Horizons ETFs Extends Rebate for Horizons S&P/TSX 60((TM)) Index ETF (HXT)
Horizons ETFs is also pleased to announce that it will be extending the four basis point (0.04%) management fee rebate on its Horizons S&P/TSX 60((TM)) Index ETF ("HXT"). The effective annual management fee on HXT remains at three basis points (0.03%), ensuring that HXT continues as the lowest-cost Canadian equity ETF in the world.
The rebate will remain in effect until at least September 30, 2017.
HXT is the largest ETF (by assets under management) in Horizons’ Total Return Index (TRI) family of ETFs, which are the only family of index ETFs that replicate the total returns of their applicable benchmark indices. Total return indices reflect both the price and income returns of the index. This total return gives unitholders both the price returns and the income returns combined, and are not expected to pay taxable distributions.

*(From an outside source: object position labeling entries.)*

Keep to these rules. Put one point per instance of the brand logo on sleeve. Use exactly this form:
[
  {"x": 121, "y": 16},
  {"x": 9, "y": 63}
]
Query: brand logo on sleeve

"With the elimination of tax-free switching in corporate class mutual funds at the end of this month, investors are looking for other types of product structures that offer attractive tax benefits," said Mr. Hawkins. "Our family of TRI ETFs has been a big beneficiary of this movement, where we’ve witnessed approximately $270 million in net sales into these ETFs. We’re seeing success in these two silos of our ETF business, which underscores that passive and active investing is not an either/or proposition — there’s a place for both types of strategies in a portfolio. It’s gratifying to see Canadian investors embracing this philosophy when building their investment portfolios."